Abstract

Encoder-Decoder network is usually applied to image caption to automatically generate descriptive text for a picture. Web user interface (Web UI) is a special type of image and is usually described by HTML (hypertext marked language). Consequently, it becomes possible to use the encoder-decoder network to generate the corresponding code from a screenshot of Web UI. The basic structure of the decoder is RNN, LSTM, GRU, or other recurrent neural networks. However, this kind of decoder needs a long training time, so it increases the time complexity of training and prediction. The HTML language is a typically structured language to describe the Web UI, but it is hard to express the timing characteristics of the word sequence and the complex context. To resolve these problems efficiently, a rapid combined model RCM (rapid combined model) is designed in this paper. The basic structure of the RCM is an encoder-decoder network. The word embedding matrix and visual model are included in the encoder. The word embedding matrix uses fully connected units. Compared with LSTM, the accuracy of the word embedding matrix is basically unchanged, but the training and prediction speed have been significantly improved. In the visual model, the pretrained InceptionV3 network is used to generate the image vector, which not only improves the quality of the recognition of the Web UI interface image but also reduces the training time of the RCM significantly. In the decoder, the word embedding vector and the image vector are integrated together and input into the prediction model for word prediction.

1. Introduction

It is rather time-consuming for web application front-end developers to build a Web UI in HTML and CSS (cascading style sheets) language. It would save more human resources if this process is partially automated.
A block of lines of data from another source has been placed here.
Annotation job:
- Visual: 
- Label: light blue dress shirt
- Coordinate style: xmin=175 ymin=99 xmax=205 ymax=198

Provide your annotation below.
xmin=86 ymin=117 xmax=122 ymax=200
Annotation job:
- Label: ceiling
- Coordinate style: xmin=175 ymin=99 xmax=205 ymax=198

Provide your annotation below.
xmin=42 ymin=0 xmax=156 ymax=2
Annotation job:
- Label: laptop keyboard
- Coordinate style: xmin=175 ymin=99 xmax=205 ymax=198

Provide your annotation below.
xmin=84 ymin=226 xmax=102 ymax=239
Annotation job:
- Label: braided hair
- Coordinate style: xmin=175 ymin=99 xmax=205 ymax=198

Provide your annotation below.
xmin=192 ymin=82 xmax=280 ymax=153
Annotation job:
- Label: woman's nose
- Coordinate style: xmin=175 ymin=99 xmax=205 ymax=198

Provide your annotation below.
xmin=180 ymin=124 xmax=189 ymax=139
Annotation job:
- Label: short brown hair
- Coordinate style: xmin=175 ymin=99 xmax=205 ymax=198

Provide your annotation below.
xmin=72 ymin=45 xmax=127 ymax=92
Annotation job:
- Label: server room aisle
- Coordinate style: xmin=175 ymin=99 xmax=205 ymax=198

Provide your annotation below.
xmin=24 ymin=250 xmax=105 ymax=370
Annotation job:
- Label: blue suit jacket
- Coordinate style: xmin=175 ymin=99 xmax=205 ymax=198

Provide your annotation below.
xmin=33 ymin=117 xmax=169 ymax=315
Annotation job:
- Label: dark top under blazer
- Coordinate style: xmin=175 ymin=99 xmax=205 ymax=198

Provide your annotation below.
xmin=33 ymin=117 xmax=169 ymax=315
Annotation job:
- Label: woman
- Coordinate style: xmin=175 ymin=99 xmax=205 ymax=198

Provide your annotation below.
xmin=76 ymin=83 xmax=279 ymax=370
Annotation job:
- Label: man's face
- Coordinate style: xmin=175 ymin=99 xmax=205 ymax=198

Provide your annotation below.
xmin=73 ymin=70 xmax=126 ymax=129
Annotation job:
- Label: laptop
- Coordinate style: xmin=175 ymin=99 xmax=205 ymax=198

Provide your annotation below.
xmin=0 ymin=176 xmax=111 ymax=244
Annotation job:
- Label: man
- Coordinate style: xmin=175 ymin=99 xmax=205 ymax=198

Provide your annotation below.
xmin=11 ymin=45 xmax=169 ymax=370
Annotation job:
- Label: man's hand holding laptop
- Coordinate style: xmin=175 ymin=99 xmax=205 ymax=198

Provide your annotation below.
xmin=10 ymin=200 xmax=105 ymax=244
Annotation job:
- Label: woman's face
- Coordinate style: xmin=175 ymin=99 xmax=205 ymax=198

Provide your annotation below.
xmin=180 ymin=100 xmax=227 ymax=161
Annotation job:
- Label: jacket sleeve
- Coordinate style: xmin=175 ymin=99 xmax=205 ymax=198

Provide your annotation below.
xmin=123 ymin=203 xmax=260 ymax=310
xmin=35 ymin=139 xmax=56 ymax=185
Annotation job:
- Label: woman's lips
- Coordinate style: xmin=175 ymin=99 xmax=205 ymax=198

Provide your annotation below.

Scholars have made a lot of efforts to automatically generate program code. For instance, Gaunt et al. [1] studied machine learning formulations of inductive program synthesis and proposed a TerpreT model composed of a specification of a program representation and an interpreter that described how programs mapped inputs to outputs. Kalyan et al. [2] introduced a kind of hybrid synthesis technique, the neural guided deductive search, which combines the best of both symbolic logic techniques and statistical models. Bunel et al. [3] presented an adaptive neural-compilation framework to address the problem of efficient program learning by considering correctness only on a target input distribution. Balog et al. [4] proposed DeepCoder, which combined traditional search techniques and used statistical prediction to generate computer code sequences. Solar-Lezama et al. [5] described the sketching approach to program synthesis, which left the low-level details of the implementation to an automated synthesis procedure. Ellis et al. [6] introduced a well-trained model which can convert hand drawings into a sequence of codes. Riedel et al. [7] presented a differentiable interpreter for the programming language Forth and made programmers can write program sketches with slots that can be filled with learnable behavior.

The encoder-decoder network encodes the input into a latent vector firstly and then converts it into the target output, so it is widely applied to the machine translation [8, 9]. When the input sentences in machine translation are taken place by the images, the network would be able to translate these images to sentences [1012]. Considering encoder-decoder network has made great progress in automatically describing image content [13, 14], scholars have begun to try to link computer vision with programming languages. Wu et al. [15] proposed a new model which can interpret objects in certain scenes. A recent example is pix2code [16], which combines CNN and LSTM to encode the input image and the original code sequence, and then uses LSTM to decode the code. Zhu et al. [17] introduced the attention mechanism to the process of input image feature extraction, and then the extracted block feature information guides the LSTM network in the decoder to generate the code sequence. But the overall structure of this model is still the encoder-decoder network, which is similar to the pix2code model, that is, the code sequence features and image features are used as input, and the LSTM network is used to predict the code sequence. However, an obvious shortcoming of this type of network is that the time complexity of the model is large, which is mainly due to the fact that the model is entirely composed of CNN and LSTM units [16, 17].

To resolve these problems, a fast end-to-end model is introduced to generate Web UI code. The model can not only learn the word embedding matrix of Web UI code but also automatically generate code sequences based on Web UI images. Experimental results show that the model has higher generation accuracy on the public Web UI data set, and can also improve the training speed.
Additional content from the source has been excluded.